Complexity: best, average, and worst case
| Case | Time complexity | Condition |
|---|---|---|
| Best case | O(n) | Already sorted, with the early-exit flag in place |
| Average case | O(n²) | Random ordering |
| Worst case | O(n²) | Reverse-sorted input |
The quadratic behavior comes from a triangle-number structure: the total number of comparisons across all passes is roughly (n-1) + (n-2) + ... + 1, which sums to a value proportional to n². Every simple comparison-swap sort that walks the list repeatedly shares this same underlying shape, which is exactly why none of them scale well past a few thousand elements.
Why it’s almost never the right production choice
Quadratic time sounds abstract until you put numbers next to it. Sorting a thousand elements with bubble sort takes on the order of a million operations; sorting a million elements takes on the order of a trillion. Quicksort or merge sort would handle that same million-element list in roughly twenty million operations — a difference of nearly five orders of magnitude.
This is precisely why no mainstream standard library uses bubble sort as its default general-purpose sort, and why it almost never appears in performance-sensitive code outside of teaching contexts and toy examples.
Where it’s still genuinely useful
- Teaching.
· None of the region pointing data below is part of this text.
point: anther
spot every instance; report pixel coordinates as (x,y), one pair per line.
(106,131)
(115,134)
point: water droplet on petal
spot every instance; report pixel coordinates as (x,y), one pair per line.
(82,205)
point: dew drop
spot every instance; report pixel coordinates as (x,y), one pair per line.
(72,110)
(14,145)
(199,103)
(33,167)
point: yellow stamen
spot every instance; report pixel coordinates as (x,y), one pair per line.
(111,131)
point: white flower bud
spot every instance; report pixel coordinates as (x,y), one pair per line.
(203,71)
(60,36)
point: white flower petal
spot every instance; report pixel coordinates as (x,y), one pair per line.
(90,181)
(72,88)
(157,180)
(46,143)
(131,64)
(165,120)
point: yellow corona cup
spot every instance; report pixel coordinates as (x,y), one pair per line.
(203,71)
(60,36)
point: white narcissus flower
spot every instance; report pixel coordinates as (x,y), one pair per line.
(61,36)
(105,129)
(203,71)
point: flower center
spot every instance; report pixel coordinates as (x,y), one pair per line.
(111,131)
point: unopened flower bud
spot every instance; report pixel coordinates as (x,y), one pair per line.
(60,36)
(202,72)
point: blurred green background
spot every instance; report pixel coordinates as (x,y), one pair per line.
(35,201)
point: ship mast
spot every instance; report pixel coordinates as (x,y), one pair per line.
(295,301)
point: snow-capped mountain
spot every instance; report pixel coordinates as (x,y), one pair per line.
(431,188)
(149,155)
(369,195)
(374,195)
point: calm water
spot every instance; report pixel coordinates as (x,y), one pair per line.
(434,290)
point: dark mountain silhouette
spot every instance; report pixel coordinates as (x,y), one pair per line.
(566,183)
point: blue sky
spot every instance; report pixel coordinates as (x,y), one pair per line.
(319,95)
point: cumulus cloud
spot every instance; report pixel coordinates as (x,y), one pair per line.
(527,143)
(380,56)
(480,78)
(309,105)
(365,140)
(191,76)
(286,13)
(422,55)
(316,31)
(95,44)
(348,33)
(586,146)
No other sorting algorithm makes “comparison” and “swap” this concrete this quickly — it’s an excellent first algorithm precisely because there’s nothing hidden in it.
- Tiny, nearly-sorted datasets. With the early-exit optimization, bubble sort on data that’s already mostly in order can actually compete with more complex algorithms whose setup overhead isn’t worth paying for a handful of elements.
- Detecting “is this already sorted?” cheaply. A single pass of bubble sort with no swaps is itself a valid way to confirm a list is sorted — the early-exit check does exactly that work as a side effect.
- Building intuition for algorithm analysis. Because its complexity is so easy to derive by hand, bubble sort is a common first example when teaching big-O notation itself, before moving on to algorithms whose complexity is harder to see directly from the code.